An extern declaration is used to refer to a global variable whose principal declaration comes elsewhere—in the same module, or in another compilation module. It looks like this:

extern basetype decorated-variable;

Its meaning is that, in the current scope, the variable name refers to the file-scope variable of that name—which needs to be declared in a non-extern, non-static way somewhere else.

For instance, if one compilation module has this global variable declaration

int error_count = 0;

then other compilation modules can specify this

extern int error_count;

to allow reference to the same variable.

The usual place to write an extern declaration is at top level in a source file, but you can write an extern declaration inside a block to make a global or static file-scope variable accessible in that block.

Since an extern declaration does not allocate space for the variable, it can omit the size of an array:

extern int array[];

You can use array normally in all contexts where it is converted automatically to a pointer.
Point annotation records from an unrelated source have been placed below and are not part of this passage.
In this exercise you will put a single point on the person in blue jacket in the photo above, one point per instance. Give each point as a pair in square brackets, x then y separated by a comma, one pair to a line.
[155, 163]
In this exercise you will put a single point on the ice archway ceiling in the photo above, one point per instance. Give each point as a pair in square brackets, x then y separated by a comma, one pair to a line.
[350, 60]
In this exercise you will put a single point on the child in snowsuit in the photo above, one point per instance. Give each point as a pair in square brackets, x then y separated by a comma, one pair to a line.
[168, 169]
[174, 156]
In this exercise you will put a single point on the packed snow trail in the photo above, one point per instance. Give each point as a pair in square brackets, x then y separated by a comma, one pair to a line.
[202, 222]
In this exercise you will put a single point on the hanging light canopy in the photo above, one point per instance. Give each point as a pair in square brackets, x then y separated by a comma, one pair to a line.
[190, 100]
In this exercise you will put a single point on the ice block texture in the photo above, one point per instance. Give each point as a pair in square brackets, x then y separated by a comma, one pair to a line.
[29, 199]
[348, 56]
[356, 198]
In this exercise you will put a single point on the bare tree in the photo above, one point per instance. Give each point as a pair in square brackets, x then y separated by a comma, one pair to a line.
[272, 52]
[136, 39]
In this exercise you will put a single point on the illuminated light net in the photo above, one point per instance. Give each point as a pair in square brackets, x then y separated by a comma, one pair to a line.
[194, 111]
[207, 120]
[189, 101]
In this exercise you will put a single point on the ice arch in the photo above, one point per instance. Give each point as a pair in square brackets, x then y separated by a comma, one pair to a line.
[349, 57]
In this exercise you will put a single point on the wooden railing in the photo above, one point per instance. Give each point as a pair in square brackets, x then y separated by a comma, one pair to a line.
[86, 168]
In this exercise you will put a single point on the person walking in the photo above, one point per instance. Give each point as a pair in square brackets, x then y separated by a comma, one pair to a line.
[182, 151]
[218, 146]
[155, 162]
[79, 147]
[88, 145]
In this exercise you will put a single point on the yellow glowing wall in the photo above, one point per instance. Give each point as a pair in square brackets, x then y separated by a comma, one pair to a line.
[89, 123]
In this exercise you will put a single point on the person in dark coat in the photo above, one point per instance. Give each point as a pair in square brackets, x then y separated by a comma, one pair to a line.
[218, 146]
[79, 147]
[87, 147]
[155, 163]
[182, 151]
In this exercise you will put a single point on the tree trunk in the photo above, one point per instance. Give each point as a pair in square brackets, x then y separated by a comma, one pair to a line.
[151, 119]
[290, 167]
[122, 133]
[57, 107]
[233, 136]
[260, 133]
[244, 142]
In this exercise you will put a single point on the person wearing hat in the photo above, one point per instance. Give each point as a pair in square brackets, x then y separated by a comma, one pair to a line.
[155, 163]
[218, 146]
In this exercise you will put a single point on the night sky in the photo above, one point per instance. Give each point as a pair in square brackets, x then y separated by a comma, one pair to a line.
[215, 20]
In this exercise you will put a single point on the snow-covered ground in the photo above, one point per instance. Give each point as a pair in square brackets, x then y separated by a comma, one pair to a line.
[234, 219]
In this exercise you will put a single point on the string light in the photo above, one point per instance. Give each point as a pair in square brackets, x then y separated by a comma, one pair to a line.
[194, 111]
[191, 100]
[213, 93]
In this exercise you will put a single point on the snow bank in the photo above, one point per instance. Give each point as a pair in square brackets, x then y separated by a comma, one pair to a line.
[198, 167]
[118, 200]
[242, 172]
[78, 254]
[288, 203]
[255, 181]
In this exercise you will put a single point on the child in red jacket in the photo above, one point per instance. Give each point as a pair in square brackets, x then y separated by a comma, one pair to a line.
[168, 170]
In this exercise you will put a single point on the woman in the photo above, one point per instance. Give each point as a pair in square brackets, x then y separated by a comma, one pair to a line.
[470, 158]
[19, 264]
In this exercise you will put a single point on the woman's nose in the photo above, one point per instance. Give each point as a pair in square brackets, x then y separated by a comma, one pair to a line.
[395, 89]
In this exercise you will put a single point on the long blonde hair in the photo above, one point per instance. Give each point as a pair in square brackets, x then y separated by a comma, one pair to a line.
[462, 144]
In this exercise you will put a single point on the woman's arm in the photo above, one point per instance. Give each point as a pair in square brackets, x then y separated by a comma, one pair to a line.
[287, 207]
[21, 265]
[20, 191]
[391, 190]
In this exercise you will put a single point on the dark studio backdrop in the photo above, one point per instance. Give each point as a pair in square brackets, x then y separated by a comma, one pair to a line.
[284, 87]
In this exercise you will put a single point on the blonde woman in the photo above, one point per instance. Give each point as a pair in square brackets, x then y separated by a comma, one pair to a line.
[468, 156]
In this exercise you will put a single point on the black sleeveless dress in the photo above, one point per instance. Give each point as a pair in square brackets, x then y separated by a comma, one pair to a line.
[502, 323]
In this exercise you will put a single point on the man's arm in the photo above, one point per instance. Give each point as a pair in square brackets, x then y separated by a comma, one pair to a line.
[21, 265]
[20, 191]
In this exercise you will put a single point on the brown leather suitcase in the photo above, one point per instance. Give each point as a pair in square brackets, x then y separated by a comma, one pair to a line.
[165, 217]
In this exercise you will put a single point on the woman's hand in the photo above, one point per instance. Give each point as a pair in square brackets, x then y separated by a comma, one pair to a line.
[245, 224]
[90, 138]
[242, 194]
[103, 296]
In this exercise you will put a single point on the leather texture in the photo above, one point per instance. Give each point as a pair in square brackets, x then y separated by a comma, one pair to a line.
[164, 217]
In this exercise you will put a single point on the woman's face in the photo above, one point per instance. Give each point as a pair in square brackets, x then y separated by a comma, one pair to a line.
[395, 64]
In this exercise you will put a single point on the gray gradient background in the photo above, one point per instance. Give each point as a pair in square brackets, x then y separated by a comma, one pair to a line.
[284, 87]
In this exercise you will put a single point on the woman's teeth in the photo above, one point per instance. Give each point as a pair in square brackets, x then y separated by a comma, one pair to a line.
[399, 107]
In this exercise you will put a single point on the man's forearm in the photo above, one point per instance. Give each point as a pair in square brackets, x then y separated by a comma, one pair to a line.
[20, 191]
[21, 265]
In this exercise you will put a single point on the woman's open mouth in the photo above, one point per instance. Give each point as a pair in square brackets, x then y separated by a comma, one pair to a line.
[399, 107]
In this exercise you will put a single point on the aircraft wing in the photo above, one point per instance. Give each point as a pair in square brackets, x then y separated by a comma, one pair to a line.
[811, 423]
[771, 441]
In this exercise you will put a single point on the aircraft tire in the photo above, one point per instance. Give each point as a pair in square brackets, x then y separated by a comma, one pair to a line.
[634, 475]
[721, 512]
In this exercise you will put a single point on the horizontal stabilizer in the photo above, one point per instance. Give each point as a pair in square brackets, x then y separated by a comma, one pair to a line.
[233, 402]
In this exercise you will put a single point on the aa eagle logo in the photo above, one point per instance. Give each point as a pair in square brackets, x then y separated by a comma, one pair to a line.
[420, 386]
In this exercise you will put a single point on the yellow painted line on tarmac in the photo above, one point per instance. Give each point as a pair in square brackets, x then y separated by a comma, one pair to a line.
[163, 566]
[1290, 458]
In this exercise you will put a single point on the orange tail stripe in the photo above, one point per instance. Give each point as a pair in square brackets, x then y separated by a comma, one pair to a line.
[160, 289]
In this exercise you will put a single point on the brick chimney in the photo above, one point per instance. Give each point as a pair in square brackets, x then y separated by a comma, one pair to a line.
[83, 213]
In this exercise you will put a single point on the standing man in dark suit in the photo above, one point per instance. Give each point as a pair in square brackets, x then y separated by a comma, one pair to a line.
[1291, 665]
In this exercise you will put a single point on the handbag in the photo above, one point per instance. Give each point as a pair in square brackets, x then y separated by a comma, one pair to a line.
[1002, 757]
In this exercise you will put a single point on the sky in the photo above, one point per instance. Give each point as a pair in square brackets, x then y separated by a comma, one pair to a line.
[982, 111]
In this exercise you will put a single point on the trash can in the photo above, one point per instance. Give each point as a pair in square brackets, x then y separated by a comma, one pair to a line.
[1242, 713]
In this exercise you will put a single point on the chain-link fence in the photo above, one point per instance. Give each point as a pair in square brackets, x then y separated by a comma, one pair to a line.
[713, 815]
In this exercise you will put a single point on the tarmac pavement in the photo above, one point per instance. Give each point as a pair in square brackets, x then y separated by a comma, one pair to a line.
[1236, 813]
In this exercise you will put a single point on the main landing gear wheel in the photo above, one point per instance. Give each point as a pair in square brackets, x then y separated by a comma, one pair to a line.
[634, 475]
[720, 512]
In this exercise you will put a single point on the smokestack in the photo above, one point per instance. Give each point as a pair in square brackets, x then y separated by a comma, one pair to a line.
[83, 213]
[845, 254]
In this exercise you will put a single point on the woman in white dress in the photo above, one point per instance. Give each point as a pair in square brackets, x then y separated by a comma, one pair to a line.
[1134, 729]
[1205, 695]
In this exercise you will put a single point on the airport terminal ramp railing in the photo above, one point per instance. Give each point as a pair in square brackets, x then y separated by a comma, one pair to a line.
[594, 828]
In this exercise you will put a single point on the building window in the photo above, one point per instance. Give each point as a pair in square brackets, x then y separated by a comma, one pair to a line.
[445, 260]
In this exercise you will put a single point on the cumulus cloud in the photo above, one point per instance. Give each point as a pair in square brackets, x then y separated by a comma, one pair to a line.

However, to use it as the operand of sizeof is an error, since the size is unknown.

It is valid to have multiple extern declarations for the same variable, even in the same scope, if they give the same type. They do not conflict—they agree. For an array, it is legitimate for some extern declarations can specify the size while others omit it. However, if two declarations give different sizes, that is an error.

Likewise, you can use extern declarations at file scope (see File-Scope Variables) followed by an ordinary global (non-static) declaration of the same variable. They do not conflict, because they say compatible things about the same meaning of the variable.